Thanks again for your assistance. This forum is an incredible resource thanks to you and all of the people who contribute.

Steve43
- 12th March 2005, 15:53
Well, I'm just not able to get anywhere with this. I have attached C source code for a CCITT-16 Reversed (0x8408) algorithm that gives me what I need, but unfortunately the PIC assembly routine I found doesn't provide the same output. I don't know if anyone is kind enough to take this on but I could really use the assistance. I'd be willing to buy a PIC CRC library to do this but I haven't been able to find such a thing.

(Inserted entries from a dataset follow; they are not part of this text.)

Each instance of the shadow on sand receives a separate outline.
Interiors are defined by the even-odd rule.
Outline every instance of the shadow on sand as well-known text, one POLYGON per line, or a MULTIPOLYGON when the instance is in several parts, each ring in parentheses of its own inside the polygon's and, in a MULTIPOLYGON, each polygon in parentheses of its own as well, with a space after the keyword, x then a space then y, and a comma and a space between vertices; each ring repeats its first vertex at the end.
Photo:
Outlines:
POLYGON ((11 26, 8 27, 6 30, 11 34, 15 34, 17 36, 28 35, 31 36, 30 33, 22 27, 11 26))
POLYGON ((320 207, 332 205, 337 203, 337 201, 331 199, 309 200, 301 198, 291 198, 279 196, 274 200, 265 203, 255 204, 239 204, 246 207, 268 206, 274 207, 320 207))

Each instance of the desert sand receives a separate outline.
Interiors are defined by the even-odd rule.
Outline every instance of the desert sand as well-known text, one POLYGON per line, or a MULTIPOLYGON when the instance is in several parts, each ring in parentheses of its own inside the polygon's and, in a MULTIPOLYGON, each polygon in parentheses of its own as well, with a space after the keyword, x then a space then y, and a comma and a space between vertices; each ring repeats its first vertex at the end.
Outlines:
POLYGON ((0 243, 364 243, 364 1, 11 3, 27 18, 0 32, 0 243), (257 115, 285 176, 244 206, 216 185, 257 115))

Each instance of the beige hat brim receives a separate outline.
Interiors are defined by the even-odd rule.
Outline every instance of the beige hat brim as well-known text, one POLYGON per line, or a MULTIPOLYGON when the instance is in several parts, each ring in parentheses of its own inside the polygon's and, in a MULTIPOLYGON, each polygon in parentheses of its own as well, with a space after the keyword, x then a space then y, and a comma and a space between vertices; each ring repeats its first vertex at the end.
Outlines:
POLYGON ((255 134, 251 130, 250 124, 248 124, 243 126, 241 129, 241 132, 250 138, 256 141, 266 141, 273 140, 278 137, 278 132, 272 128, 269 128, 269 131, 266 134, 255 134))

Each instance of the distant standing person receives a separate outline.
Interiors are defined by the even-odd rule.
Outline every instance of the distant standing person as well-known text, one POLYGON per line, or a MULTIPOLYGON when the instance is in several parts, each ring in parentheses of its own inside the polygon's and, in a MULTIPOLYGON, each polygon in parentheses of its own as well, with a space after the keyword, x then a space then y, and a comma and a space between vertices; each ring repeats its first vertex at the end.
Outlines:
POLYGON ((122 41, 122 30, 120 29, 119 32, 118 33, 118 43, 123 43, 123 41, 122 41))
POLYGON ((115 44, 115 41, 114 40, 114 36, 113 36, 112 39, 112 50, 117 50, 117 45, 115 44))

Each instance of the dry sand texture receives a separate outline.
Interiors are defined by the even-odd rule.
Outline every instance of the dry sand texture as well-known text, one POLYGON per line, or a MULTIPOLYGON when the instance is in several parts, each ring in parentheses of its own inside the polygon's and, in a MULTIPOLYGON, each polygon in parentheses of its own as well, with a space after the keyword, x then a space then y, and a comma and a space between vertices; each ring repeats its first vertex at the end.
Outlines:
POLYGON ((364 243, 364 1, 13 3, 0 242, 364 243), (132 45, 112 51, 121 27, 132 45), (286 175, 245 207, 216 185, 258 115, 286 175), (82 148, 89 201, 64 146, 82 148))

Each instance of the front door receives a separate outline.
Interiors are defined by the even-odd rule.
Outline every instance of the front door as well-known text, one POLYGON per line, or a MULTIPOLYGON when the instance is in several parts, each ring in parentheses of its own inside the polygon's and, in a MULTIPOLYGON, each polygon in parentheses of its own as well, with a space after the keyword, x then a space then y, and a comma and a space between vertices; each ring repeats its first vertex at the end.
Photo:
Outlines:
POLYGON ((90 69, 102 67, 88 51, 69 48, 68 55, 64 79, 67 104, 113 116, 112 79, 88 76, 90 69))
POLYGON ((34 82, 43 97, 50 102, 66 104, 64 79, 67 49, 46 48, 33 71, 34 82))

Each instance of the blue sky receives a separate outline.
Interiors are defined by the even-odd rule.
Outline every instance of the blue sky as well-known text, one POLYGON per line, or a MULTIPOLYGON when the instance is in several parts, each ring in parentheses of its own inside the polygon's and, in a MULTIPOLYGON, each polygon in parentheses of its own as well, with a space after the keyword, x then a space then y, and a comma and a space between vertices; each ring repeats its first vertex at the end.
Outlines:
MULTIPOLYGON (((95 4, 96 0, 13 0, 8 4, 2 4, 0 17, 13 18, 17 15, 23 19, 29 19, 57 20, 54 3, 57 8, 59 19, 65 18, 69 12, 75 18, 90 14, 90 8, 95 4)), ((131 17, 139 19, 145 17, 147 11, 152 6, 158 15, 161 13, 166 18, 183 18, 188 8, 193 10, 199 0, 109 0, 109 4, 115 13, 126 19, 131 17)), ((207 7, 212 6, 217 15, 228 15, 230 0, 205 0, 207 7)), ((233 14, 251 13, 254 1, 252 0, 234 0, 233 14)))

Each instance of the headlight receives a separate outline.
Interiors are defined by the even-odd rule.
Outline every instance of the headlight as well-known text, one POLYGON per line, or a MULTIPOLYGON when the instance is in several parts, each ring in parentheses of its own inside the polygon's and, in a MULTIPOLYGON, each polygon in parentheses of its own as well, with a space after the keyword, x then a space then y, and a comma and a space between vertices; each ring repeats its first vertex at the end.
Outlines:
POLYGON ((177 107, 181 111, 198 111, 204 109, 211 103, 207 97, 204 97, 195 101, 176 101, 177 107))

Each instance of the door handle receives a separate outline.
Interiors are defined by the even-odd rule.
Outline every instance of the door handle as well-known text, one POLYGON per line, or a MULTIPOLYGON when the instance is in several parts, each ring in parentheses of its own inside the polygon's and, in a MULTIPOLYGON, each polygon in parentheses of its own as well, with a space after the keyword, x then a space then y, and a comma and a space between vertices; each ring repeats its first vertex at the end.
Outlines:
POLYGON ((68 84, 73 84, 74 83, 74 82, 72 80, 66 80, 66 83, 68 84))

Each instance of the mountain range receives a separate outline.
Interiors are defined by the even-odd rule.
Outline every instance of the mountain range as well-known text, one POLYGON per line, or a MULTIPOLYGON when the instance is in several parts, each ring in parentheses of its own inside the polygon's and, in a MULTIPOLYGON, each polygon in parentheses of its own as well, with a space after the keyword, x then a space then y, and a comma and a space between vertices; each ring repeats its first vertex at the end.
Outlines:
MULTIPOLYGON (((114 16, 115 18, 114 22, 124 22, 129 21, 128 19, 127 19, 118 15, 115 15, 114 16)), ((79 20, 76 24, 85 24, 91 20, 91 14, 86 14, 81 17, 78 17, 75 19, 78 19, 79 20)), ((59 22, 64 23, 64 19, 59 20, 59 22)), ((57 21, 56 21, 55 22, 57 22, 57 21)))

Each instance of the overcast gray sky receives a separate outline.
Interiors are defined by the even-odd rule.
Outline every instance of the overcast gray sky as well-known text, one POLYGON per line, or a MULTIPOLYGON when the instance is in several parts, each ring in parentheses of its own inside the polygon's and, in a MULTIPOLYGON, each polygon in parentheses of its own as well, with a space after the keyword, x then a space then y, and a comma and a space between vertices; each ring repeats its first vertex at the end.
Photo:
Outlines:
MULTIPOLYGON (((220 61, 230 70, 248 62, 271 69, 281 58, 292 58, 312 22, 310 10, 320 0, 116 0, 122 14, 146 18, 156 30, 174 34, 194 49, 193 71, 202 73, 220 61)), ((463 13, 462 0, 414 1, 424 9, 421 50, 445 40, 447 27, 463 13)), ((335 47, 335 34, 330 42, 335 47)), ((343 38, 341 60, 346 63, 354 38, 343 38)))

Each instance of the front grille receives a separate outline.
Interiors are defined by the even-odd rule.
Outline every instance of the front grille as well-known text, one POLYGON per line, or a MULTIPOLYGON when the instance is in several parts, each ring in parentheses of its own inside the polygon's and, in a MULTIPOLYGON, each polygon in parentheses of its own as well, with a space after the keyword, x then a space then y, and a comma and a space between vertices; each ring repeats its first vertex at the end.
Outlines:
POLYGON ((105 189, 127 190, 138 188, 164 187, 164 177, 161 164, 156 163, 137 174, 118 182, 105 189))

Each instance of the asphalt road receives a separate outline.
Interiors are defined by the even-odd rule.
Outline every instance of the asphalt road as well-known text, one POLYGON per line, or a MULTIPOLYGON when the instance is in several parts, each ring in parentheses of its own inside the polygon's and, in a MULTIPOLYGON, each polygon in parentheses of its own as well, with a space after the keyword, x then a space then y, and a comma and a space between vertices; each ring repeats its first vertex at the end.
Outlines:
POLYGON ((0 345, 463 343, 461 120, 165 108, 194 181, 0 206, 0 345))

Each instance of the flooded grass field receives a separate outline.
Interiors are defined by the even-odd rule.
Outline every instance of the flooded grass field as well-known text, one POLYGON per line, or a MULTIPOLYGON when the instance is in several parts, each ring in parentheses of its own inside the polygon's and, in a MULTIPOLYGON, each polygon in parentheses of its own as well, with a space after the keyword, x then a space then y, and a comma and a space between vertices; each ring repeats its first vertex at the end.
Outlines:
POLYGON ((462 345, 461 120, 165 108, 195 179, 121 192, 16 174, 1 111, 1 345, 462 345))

Would someone like to take a stab at implementing this in PBP? It doesn't really have to be in assembly because speed isn't much of an issue in my application.

Thanks (much) again.

(Note: the attached file is in .RTF format to preserve the source code formatting but has an extension of .txt so I could attach it. Best to open it with Wordpad or other .RTF-aware application.)

Bruce
- 12th March 2005, 17:37
Here ya go..!


Poly con $8408 ' CRC polynomial
I VAR BYTE
pData VAR BYTE
X VAR BYTE
CRC VAR WORD
C_Data VAR WORD
VAL VAR BYTE[3] ' Holds 3 values passed to CRC routiine

VAL[0] = $AA
VAL[1] = $05
VAL[2] = $01

Begin:
CRC = $FFFF
for X = 0 TO 2
pData = VAL[X]
gosub Calc_CRC
next X
CRC = ~CRC
hserout [IHEX CRC.LowByte,IHEX CRC.HighByte,13,10]
pause 1000
goto Begin

Calc_CRC:
C_Data = $00FF & pData
CRC = CRC ^ C_Data
for I = 0 to 7
if CRC.Bit0 = 1 then
CRC = (CRC >> 1) ^ Poly
else
CRC = CRC >> 1
endif
next I
return

I'll let you figure out how to send your original data with the final result, but there's your C-to-BASIC
conversion. Much easier than the assembly routine, but still easier in C....;o]

Steve43
- 13th March 2005, 00:02
Works perfectly! Thanks Bruce, I once again find myself in your debt. Your solution is simple and elegant and is actually a better option for me than what I started out with (although I did learn something by playing with the assembly integration examples.)

Again, this forum is a great resource and thanks to you and the others who help the rest of us over the rough spots...

Bruce
- 13th March 2005, 01:23
You're very welcome. Glad I could help...;o]

I learn a lot here myself. Great resource.